A highlight of the third-grade curriculum at Molly’s school is the “Fire and Life Safety” course taught by firefighters from our local fire department.
For five weeks beginning in September, three firefighters come once a week and teach the kids everything from how to put out a grease fire and the top causes of fire in our city, to how to draw up a home-escape plan and the importance of the words “stop, drop and roll.”
Molly is fascinated by fire trucks and machinery of any sort. She thinks ahead and has a contingency plan for everything. In other words, this program was right up her alley.
At the end of the course, the students with the highest grades on their very comprehensive homework assignments are named junior fire chiefs and receive all sorts of special awards. Molly was ever so proud to be one of two students in her class to achieve this designation.
Since then, her fire-safety training has come in handy a time or two, like when I poured some oil in a hot skillet and needed help remembering that putting the lid on and removing the pan from the stove would squelch the flames that sprang up so suddenly. (They clearly did not have an extensive fire-safety program in the schools when I was in third grade.)
I knew she enjoyed interacting with the firefighters, but I never really realized how thorough Molly’s training was or how much it had influenced her until a few weeks ago.
The girls and I were at my parents’ home one evening when my dad fell, hit his head on a wall and eventually became unresponsive. We called 911, and someone made sure Lilly, Molly and their visiting cousins were occupied elsewhere as we waited for help to arrive.
Lilly saw my dad fall and was, understandably, very upset. She holed herself up in the bathroom, where Randy calmed her down over the phone.
When I went to find Molly, she was in an upstairs bedroom, talking quietly with her 12-year-old cousin. She had seen the accident, too, but didn’t appear to be the slightest bit upset or scared. Some of this is due to her personality—she trends toward calm and non-dramatic most of the time. As I discovered later, however, her response went deeper than that.
After the paramedics had been there for awhile and things were looking better all around, my younger sister went back upstairs to see how our daughters were doing. Molly’s assessment was both simple and telling.
“I know what they are doing,” she said.
“I know why they are doing it.
“I am a junior fire chief.”
Well, OK then.
Seriously, what else is there to say?
As I reflect on that day, I am thankful for many things. I’m thankful that my dad is OK. I’m thankful that my sister was in town visiting that weekend, which was why we were even at my parents’ home that night. I’m thankful for my older sister, whose steady demeanor helped us do what we needed to do for my dad.
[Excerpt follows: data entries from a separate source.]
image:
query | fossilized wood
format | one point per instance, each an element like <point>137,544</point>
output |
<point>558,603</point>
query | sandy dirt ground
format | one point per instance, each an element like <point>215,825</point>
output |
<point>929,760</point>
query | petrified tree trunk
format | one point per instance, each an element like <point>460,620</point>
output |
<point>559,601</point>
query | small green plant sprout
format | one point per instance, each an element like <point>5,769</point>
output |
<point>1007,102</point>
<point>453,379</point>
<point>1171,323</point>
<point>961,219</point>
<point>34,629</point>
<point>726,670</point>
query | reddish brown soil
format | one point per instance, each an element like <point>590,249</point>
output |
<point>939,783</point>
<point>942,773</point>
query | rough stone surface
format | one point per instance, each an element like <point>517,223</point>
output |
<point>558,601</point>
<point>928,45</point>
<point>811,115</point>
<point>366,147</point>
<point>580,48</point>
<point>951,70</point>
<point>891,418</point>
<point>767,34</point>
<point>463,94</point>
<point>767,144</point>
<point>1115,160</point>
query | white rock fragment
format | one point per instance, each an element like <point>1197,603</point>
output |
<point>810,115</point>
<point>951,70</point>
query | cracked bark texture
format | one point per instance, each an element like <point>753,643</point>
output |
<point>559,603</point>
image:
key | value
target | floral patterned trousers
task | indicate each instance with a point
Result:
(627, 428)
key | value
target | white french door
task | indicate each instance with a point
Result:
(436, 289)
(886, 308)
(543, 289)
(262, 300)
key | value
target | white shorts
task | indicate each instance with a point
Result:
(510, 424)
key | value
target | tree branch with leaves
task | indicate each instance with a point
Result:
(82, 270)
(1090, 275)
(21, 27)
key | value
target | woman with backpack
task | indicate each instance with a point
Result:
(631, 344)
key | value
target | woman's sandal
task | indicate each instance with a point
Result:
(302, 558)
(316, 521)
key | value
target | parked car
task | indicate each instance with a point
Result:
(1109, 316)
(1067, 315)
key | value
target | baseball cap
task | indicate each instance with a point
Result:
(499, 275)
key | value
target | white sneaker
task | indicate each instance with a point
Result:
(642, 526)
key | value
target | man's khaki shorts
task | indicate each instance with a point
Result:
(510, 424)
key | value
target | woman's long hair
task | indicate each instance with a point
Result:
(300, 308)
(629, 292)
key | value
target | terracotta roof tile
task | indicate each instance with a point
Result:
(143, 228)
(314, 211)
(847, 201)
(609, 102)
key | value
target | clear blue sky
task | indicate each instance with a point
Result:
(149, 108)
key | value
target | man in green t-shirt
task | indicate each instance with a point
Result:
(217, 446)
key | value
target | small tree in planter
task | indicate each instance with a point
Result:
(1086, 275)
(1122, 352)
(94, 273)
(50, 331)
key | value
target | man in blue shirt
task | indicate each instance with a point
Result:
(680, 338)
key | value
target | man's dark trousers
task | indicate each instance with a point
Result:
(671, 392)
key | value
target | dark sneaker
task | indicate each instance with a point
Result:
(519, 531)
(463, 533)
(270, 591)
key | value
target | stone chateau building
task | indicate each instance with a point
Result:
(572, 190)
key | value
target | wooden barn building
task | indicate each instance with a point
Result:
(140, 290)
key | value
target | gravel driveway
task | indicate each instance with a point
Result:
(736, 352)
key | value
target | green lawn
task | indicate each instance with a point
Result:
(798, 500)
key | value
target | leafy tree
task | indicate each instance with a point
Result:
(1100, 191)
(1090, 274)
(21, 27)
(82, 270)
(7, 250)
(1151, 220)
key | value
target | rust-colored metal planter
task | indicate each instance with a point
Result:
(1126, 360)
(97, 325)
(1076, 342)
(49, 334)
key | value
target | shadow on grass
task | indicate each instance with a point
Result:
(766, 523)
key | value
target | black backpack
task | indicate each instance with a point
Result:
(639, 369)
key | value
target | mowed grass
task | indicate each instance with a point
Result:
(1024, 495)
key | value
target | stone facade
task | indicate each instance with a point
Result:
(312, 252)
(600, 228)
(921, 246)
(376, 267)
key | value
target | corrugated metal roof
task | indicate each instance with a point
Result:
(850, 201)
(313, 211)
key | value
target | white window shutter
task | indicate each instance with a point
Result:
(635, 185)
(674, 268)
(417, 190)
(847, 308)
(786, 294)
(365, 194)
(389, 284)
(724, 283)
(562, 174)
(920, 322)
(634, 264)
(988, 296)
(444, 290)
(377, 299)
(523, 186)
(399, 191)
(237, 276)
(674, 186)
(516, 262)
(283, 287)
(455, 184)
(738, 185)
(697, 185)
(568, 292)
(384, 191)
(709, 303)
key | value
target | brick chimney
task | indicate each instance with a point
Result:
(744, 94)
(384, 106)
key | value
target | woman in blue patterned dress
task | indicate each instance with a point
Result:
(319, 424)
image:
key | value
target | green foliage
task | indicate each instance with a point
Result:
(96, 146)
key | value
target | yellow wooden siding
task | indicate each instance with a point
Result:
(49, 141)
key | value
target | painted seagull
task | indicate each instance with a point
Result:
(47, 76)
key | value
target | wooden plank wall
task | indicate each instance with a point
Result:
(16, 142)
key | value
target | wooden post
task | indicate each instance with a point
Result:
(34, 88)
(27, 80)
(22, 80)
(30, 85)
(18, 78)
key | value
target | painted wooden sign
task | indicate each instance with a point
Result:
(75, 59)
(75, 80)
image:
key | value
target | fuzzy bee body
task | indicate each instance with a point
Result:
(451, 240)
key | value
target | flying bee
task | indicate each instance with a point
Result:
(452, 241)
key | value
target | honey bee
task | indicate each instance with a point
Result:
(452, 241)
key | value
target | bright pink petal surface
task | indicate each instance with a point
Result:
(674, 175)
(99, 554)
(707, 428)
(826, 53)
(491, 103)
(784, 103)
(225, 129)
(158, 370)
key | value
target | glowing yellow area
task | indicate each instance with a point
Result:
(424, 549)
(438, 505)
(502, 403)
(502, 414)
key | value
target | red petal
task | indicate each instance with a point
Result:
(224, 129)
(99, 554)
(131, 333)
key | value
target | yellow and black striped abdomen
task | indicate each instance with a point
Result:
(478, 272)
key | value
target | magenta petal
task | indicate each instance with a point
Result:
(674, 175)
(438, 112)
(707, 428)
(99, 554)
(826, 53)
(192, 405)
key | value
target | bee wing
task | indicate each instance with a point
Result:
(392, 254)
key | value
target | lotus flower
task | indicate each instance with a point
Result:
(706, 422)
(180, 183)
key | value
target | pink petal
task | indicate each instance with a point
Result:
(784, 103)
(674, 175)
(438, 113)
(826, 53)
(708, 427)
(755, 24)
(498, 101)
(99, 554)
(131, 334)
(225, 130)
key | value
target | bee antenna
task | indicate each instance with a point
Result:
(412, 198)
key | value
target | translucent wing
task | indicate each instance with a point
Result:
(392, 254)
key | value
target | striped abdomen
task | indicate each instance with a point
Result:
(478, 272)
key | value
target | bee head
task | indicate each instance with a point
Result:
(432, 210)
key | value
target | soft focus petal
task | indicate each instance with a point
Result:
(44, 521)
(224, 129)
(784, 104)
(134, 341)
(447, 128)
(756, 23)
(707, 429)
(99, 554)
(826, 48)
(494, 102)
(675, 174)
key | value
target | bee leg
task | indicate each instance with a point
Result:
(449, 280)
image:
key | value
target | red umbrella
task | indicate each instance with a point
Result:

I’m thankful that Randy was able to console Lilly over the phone, and that the paramedics who came to assist us were all very kind and competent.
I’m also thankful for that trio of firefighters who visited Molly’s classroom so faithfully last year, filling her then 8-year-old head with the grown-up knowledge that gave her comfort and confidence during a potentially scary situation.
There were times, that evening, when I wasn’t sure how everything was going to turn out. But in the midst of it all, when I was trying hard not to panic, my little junior fire chief was at peace.
A mom can’t ask for much more than that.